Guardando ai dati della raccolta pubblicitaria e dei ricavi dai servizi a pagamento (notizie, contenuti, applicazioni, pay per view), sono gli smartphone (+70% e +120%) e i tablet (+110% e +150%) a registrare le migliori performance, mentre raddoppia la pubblicità sui social network, che possono contare su un parco di ben 24 milioni di utenti registrati. Di conseguenza aumenta l’incidenza dei new media sul mercato, dove complessivamente arrivano a pesare il 32% sul totale della raccolta (era il 29% nel 2010).

L’utilizzo di internet sembra dunque oggi legarsi sempre meno ai pc, che in Italia hanno avuto una penetrazione piuttosto bassa (meno del 60% delle famiglie italiane possiede un personal computer) e si lega invece ai nuovi device, più apprezzati dagli italiani.

Contribuisce a superare il digital divide tecnologico del nostro paese anche la diffusione delle applicazioni dei media (le app dei quotidiani, per esempio), non solo per smartphone, ma anche per tablet e per la tv via internet: a febbraio 2012 se ne contano 347 per smartphone, 261 per tablet e 148 per l'internet tv.
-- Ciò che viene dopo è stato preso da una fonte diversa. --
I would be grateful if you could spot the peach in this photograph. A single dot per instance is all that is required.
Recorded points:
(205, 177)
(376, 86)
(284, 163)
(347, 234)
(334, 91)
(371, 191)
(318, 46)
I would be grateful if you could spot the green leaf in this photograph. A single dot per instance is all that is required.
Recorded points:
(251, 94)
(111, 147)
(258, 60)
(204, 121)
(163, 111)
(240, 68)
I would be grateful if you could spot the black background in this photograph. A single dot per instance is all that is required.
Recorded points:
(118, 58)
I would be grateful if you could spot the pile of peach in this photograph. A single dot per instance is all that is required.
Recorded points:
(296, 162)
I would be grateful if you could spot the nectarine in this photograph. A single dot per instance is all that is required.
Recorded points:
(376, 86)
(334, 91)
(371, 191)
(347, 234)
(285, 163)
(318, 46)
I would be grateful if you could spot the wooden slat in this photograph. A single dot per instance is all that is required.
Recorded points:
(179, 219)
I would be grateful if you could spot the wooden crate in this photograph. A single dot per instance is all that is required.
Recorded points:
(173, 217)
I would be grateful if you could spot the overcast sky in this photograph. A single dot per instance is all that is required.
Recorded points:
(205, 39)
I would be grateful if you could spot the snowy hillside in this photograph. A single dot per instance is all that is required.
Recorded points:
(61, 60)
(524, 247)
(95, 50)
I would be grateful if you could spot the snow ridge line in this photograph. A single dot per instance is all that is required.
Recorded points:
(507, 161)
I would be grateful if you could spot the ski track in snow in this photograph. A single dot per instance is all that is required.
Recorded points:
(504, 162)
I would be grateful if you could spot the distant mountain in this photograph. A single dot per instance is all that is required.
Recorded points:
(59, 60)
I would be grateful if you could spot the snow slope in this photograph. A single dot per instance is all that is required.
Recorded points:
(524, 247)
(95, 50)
Chi non ha un pc ora può dunque accedere ai contenuti degli editori tramite le applicazioni per i nuovi dispositivi.

Molto importante è il ruolo dei social network, di cui gli italiani sono primi al mondo per utilizzo (superando gli USA), non tanto come piattaforma per l’advertising (dove raccolgono il 3% della pubblicità sul web), quanto piuttosto come grandi finestre di visibilità aggiuntiva che le aziende e i media possono utilizzare per diffondere i propri contenuti.

Rappresentano una fetta sempre più consistente dei contenuti visualizzati online i video, soprattutto tramite Youtube (dove viene visualizzato il 50% dei video visti in Italia): il 73% dei navigatori italiani ne vede almeno uno al mese e dedica a essi ben un'ora e 12 minuti. Non a caso, dunque, l’advertising legato ai video è aumentato nell’ultimo anno dell’80%.

I media tradizionali, infine, registrano un calo generalizzato della raccolta pubblicitaria rispetto al 2010: -1% la stampa, -8% la tv tradizionale e -5% la radio.